Cross-Browser Scripting – Part one

December 27, 2009 2 Comments by Richard

The Problem:

I’ll be up-front about something here; I don’t particularly like ActiveX.  I understand a lot of the reasons for creating it, and I won’t go so far as to claim that it shouldn’t exist or anything like that; in fact, it does very well for certain types of things.  The main thing I don’t like about it is the complexity; it’s not something that you just pick up and start using one day.  You have to do a lot of research to understand what is happening, and though I’ve been working on ActiveX Controls hosted in Internet Explorer for over a year now, there is still a lot I don’t understand about what is really happening under the covers.

Because of this, I am a big fan of NPAPI.  I think it’s a great technology.  It’s simple.  It’s straightforward.  It provides an interface for one purpose, and that is to allow 3rd party developers to write browser plugins.  It’s great.  But, there is a problem: in my world, you can’t just say “I like Firefox better than IE, so I’m not going to support IE.”  Why?  I will make no claims here about security, usability, viability, or even disability of any browsers.  I will simply refer to one statistic: according to the w3schools browser statistics, Internet Explorer accounted for over 25% of the total web traffic every month last year.

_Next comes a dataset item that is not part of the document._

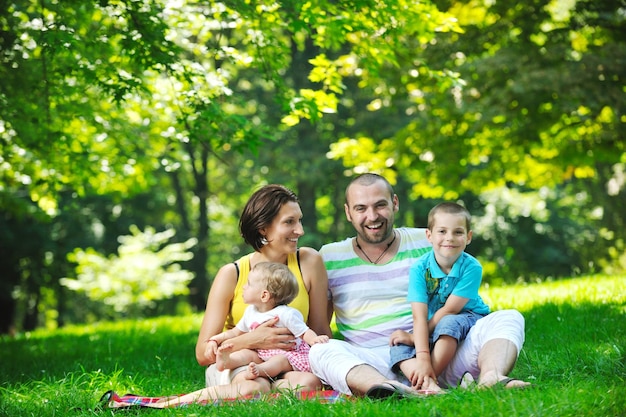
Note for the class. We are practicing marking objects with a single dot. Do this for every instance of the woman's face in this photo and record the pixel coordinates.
(286, 228)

So we find the classic challenge of all browser plugin developers: Internet Explorer only supports ActiveX controls, other browsers support NPAPI, and a plugin written for one isn’t neccesarily going to be easy to just port to the other.  Thus was born FireBreath, in an attempt to solve this issue.  Today, however, I want to address only one piece of the solution that we use in FireBreath:  How to create a scripting interface that will be “write once, run anywhere” on web browsers.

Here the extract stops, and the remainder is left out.